Wo ist die Grenze zwischen wirksamer Prävention und verbotenem Eingriff in das Recht auf menschliche Selbstbestimmung? Der amerikanische Wissenschaftler Richard Berk arbeitet in Norwegen an einem algorithmischen System, das schon bei Geburt eines Kindes vorhersagen soll, ob es vor seinem 18. Geburtstag kriminell wird. Grundlage dafür ist die sogenannte Identifikationsdatei der norwegischen Regierung, die darin riesige Mengen an Informationen über ihre Bürger sammelt. Noch können Berks Prognosen nicht überzeugen, doch sollten sie tatsächlich eine hohe Verlässlichkeit erreichen, stellen sich spätestens dann Fragen von hoher ethischer Komplexität im Umgang mit „zukünftig Schuldigen“: Dürfen solche Vorhersagen genutzt werden, um Betroffenen Hilfe anzubieten? Können präventive Maßnahmen greifen, ohne Kind und Familie vorzuverurteilen? Und wie wirkt sich all das auf die Psyche der Eltern und des Kindes aus? Berks Algorithmus opfert, sofern er funktioniert, das individuelle Persönlichkeitsrecht dem gesellschaftlichen Wunsch nach mehr Sicherheit. Das stellt unser bisheriges Rechtsempfinden und Grundrechtesystem, das auf der Unschuldsvermutung basiert, in Frage.
Wachsende Datenmengen und immer ausgefeiltere Algorithmen stellen unser Gemeinwesen vor die Entscheidung, was es mit ihren immer präziseren Vorhersagen anstellen soll. Das Spektrum möglicher Reaktionen reicht vom Verbot bis zur forcierten Umsetzung in präventive Maßnahmen. Wenn wir als Gesellschaft die Chancen algorithmischer Vorsorge nutzen wollen, zwingt uns das dazu, widerstreitende Werte gegeneinander abzuwägen. Im Zentrum steht die Frage, wie wir den zukünftigen Schutz der Gesellschaft gegenüber den Grundrechten des Individuums im Hier und Jetzt bewerten.
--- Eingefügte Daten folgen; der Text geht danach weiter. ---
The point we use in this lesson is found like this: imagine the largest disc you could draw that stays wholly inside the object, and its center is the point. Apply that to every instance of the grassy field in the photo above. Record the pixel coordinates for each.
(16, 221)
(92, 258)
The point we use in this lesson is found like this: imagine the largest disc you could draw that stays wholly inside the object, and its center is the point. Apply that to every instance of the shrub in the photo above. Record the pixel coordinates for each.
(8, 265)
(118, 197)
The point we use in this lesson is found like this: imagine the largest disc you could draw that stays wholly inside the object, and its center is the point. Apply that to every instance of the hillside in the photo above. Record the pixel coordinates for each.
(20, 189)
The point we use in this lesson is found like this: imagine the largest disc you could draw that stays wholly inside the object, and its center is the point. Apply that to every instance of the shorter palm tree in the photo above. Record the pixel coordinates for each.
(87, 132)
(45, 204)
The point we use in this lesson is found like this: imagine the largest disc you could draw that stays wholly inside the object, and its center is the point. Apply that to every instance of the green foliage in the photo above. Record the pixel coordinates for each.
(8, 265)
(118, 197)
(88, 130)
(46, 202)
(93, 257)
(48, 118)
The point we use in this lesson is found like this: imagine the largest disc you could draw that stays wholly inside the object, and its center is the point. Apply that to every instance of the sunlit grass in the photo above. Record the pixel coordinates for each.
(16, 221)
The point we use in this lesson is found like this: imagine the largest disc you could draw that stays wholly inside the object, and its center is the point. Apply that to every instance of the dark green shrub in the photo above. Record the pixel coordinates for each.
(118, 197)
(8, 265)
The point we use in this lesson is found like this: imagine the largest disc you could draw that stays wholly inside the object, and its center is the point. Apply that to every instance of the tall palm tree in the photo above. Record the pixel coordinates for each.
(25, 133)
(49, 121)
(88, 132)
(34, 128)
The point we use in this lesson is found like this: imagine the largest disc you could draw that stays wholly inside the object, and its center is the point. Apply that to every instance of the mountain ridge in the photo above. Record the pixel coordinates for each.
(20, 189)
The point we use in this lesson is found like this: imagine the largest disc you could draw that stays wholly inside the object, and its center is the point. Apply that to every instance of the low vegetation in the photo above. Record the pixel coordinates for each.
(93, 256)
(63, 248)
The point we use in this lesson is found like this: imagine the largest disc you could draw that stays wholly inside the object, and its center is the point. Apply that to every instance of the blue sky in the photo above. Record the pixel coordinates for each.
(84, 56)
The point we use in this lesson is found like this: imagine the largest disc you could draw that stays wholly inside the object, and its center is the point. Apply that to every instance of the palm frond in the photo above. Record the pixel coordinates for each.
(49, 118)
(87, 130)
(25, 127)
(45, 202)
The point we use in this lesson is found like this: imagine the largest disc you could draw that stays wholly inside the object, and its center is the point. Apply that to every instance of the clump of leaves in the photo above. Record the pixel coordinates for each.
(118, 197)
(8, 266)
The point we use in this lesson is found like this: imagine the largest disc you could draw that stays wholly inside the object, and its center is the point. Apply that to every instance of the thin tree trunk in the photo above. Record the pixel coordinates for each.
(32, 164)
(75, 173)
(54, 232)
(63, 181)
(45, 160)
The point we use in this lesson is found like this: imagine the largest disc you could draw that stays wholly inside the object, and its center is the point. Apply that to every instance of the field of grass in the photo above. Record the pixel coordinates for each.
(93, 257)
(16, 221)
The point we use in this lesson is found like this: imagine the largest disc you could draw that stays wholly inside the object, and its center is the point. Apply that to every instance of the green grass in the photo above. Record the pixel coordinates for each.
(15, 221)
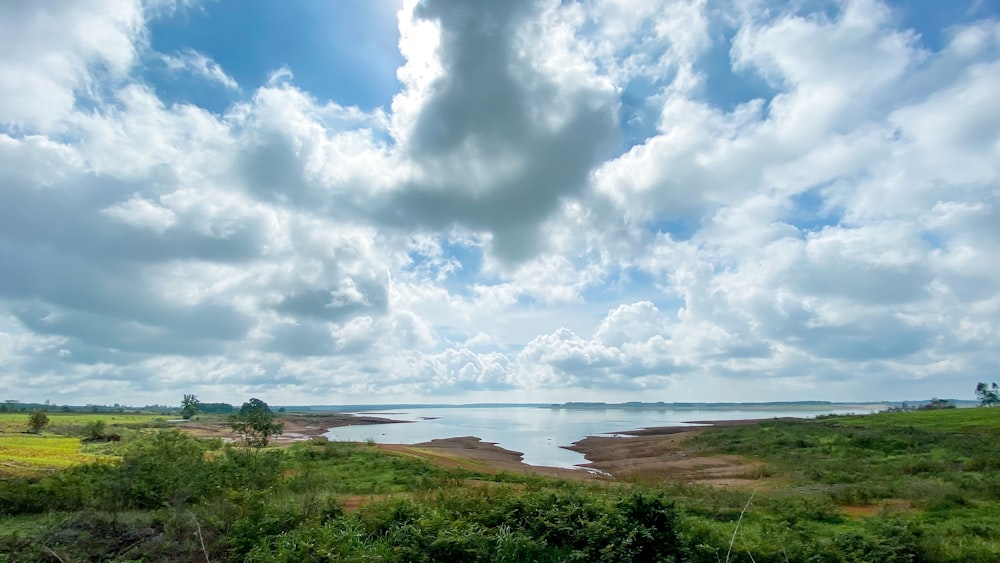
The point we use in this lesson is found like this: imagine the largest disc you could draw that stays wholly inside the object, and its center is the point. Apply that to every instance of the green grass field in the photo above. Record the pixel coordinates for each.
(978, 420)
(59, 421)
(894, 487)
(28, 455)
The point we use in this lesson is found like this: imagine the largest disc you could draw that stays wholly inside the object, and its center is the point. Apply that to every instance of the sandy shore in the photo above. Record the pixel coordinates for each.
(656, 455)
(650, 455)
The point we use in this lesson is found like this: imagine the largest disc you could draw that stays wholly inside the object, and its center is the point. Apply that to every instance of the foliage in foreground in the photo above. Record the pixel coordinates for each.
(925, 483)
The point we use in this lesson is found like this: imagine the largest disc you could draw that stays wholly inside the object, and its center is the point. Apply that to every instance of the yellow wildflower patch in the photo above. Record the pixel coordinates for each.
(26, 454)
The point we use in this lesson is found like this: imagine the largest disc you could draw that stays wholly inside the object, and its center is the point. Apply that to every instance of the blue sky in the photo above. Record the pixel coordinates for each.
(454, 201)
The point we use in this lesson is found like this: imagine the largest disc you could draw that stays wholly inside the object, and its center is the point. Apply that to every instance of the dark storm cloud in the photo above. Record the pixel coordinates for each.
(488, 111)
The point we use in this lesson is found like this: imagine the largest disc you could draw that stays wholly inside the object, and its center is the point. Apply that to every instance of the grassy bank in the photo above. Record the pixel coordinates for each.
(921, 486)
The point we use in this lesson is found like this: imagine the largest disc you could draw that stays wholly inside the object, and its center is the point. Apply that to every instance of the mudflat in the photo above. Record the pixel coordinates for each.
(650, 455)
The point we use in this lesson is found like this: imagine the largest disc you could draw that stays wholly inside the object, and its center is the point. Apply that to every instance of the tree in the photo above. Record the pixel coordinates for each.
(255, 424)
(189, 406)
(988, 395)
(38, 420)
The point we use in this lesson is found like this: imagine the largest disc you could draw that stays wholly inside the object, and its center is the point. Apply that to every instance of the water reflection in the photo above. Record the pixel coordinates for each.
(538, 432)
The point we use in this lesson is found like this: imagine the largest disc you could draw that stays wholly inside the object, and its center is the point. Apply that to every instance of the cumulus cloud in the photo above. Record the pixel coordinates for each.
(553, 207)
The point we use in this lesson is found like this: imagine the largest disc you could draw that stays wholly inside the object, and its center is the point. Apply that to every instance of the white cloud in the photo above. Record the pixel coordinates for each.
(198, 64)
(489, 235)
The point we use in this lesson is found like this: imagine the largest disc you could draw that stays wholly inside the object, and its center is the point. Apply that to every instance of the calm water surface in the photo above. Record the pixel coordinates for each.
(538, 432)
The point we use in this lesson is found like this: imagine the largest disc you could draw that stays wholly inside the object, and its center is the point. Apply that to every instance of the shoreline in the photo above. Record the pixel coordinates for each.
(654, 454)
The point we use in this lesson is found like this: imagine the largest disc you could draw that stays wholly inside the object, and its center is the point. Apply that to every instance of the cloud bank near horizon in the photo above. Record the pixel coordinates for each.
(519, 201)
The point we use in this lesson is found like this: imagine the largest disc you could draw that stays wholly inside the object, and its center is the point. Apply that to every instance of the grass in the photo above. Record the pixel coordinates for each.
(70, 423)
(914, 486)
(974, 420)
(28, 454)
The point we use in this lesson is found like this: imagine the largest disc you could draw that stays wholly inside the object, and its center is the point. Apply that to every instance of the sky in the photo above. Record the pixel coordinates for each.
(455, 201)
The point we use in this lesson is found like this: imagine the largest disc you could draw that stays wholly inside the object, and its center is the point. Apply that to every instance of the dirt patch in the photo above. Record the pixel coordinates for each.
(473, 454)
(657, 455)
(888, 506)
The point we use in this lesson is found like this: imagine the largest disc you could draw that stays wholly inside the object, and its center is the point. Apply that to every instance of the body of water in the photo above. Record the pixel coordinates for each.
(539, 432)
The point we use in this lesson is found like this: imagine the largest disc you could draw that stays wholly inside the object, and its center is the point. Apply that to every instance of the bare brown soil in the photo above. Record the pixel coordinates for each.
(663, 456)
(473, 454)
(649, 455)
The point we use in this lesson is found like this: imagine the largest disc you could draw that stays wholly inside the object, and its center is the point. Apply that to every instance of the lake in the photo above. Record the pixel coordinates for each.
(539, 432)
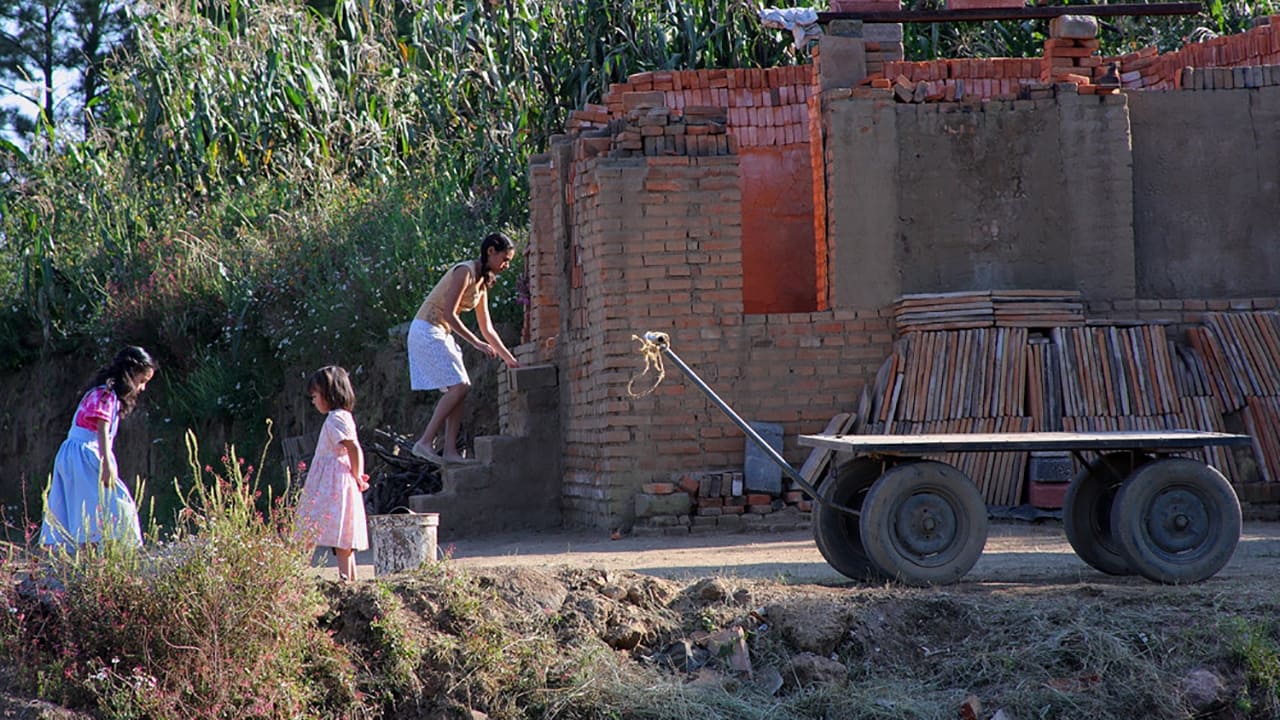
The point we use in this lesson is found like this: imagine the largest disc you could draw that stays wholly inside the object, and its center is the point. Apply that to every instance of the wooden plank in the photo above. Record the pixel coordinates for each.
(819, 456)
(1005, 442)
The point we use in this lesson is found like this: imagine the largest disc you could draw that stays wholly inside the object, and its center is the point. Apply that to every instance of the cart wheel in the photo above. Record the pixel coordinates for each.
(836, 532)
(1176, 520)
(924, 523)
(1087, 511)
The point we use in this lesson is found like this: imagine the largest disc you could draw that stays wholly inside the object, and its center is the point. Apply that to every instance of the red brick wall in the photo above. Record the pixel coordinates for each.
(767, 113)
(658, 246)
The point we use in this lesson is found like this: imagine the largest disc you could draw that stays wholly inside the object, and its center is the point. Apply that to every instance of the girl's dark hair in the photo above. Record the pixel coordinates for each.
(499, 242)
(334, 386)
(119, 376)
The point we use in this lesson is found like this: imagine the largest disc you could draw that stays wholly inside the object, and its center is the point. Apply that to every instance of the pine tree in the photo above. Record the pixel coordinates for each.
(45, 40)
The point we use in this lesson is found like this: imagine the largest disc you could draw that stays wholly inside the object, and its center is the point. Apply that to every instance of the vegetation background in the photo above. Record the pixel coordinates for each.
(251, 188)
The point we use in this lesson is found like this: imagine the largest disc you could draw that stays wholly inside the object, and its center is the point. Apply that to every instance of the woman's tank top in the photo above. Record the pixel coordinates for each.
(433, 309)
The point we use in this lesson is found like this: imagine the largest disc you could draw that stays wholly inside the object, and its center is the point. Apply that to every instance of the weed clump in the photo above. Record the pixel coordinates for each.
(218, 621)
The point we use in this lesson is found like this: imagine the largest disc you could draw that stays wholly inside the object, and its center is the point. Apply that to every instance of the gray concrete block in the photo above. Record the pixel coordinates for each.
(656, 505)
(494, 450)
(845, 28)
(524, 379)
(882, 32)
(842, 62)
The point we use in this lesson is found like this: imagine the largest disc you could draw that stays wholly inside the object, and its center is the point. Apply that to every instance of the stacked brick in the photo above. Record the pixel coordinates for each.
(952, 81)
(1142, 69)
(1211, 64)
(1242, 356)
(1072, 55)
(762, 106)
(650, 130)
(714, 501)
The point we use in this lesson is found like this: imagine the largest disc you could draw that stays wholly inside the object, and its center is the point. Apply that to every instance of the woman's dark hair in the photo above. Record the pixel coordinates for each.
(499, 242)
(333, 383)
(119, 376)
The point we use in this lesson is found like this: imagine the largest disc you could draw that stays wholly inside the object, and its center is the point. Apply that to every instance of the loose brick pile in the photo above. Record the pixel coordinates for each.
(766, 106)
(652, 130)
(1069, 59)
(716, 501)
(1246, 60)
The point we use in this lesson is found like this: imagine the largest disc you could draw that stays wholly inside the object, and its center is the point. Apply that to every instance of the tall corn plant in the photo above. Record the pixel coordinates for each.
(269, 91)
(498, 78)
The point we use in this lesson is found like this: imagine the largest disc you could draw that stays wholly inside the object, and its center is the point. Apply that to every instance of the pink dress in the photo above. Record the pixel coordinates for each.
(332, 510)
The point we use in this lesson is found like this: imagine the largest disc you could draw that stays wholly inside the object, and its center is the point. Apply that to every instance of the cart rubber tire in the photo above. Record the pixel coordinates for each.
(1087, 511)
(1176, 520)
(836, 533)
(924, 523)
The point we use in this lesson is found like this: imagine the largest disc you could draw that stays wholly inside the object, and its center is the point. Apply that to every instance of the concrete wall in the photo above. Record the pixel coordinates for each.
(932, 197)
(1206, 192)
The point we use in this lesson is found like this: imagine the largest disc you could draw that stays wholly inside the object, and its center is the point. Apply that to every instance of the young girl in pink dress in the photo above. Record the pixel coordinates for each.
(332, 511)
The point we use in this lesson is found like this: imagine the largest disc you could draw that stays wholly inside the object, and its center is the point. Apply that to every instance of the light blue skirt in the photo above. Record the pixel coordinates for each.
(77, 507)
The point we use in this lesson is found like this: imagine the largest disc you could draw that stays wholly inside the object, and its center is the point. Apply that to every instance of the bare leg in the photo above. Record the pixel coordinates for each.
(452, 425)
(346, 563)
(448, 413)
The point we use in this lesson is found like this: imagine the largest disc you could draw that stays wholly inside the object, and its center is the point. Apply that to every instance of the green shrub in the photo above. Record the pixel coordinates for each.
(216, 621)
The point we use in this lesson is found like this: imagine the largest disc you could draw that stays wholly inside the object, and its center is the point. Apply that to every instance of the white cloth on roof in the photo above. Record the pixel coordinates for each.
(803, 22)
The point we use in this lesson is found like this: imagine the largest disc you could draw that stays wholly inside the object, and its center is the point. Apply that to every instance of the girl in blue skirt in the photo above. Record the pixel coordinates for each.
(86, 499)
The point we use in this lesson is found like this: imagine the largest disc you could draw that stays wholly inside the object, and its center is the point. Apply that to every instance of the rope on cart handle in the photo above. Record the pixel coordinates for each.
(650, 346)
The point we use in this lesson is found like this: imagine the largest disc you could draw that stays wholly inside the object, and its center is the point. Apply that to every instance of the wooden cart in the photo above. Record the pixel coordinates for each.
(1133, 509)
(890, 513)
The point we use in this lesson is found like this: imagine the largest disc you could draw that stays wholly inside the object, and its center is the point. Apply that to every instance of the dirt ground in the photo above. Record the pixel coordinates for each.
(1015, 552)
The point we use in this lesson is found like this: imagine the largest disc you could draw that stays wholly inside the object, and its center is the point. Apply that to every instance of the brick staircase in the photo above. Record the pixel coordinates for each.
(515, 481)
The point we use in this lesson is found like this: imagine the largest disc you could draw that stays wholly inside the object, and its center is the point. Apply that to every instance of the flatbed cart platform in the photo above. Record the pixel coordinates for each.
(888, 513)
(1132, 510)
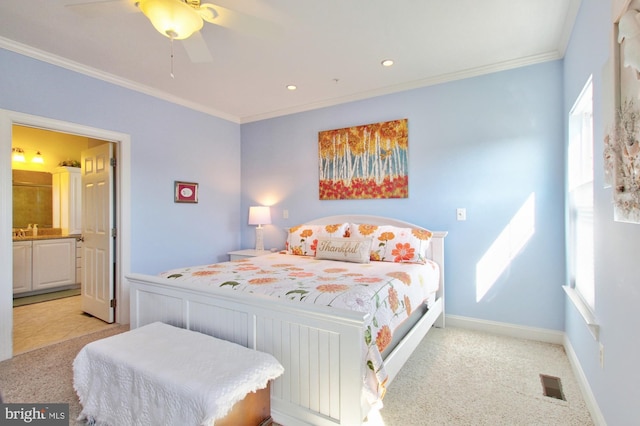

Die Abwägung zwischen den Gütern „Schutz der Gemeinschaft“ versus „Selbstbestimmungsrecht und Freiheit des Individuums“ ist eine politische Entscheidung. Dafür gelten bekannte Maßstäbe: Wie schwerwiegend ist der notwendige Eingriff in das einzelne Leben? Wie groß ist das Risiko, dass ein befürchtetes Ereignis eintritt? Und sollte es eintreten, wie weitreichend wären die Auswirkungen auf die Gesellschaft? Die Abwägung, wo Freiheit und Rechte des Individuums zugunsten kollektiver Interessen eingeschränkt werden dürfen, kennt aber kein eindeutig richtiges oder falsches Ergebnis, erst recht nicht auf Dauer. Denn im Laufe der Zeit ändern sich auch unsere Vorstellungen von dem, was wir für ethisch angemessen halten.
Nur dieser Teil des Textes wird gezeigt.